In his address, Vice Chancellor of Sindh Agriculture University Dr Fateh Marri said agriculture was the only sector that could contribute more to the development of the country, but due to lack of training of farmers and using unnecessary fertilizers and pesticides, the productivity of the soil was gradually decreasing.

The experts should play their due role to protect the soil along with educating farmers on the use of organic fertilizers to maintain life on agricultural land, he emphasized.

Dr Inayatullah Rajpar, Dean of the Faculty of Crop Production and Soil, said that soil degradation, lack of knowledge about use and importance of fertilizers among farmers were increasing soil related problems.

Presenting her paper on soil, Chairperson of Department of Soil Science, Prof.

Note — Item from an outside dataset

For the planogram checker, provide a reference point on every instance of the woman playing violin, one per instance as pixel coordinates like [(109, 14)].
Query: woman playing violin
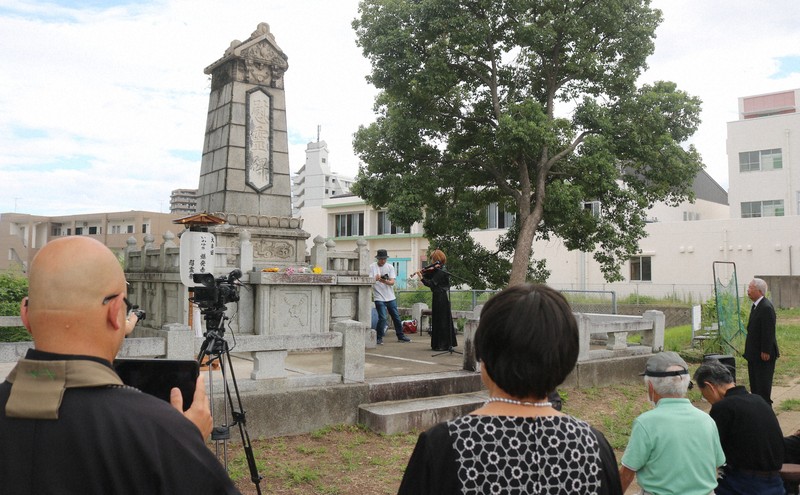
[(435, 276)]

Dr Mehrunisa Memon said that 95 percent of food came from the soil, but due to non-utilization of organic fertilizers, the productivity of the land was declining.

In order to restore the soil, she suggested the promotion of the practice of organic fertilizers and their evaluation on a scientific basis to meet the lack of minerals and nutrients required by the soil.

Dr Hafizullah Babar, Director of Soil Fertility Institute of Sindh Agriculture Research Institute said, “We treat the earth as a mother and we are killing it ourselves by poisoning it. The lack of nutrients from the soil is an alarming situation for the whole country and there is a need of saving the earth through prioritizing biodiversity”, he said.

Earlier, an awareness rally was also organized from the soil science department to the admin block, while awards were also distributed among the winners of poster competition.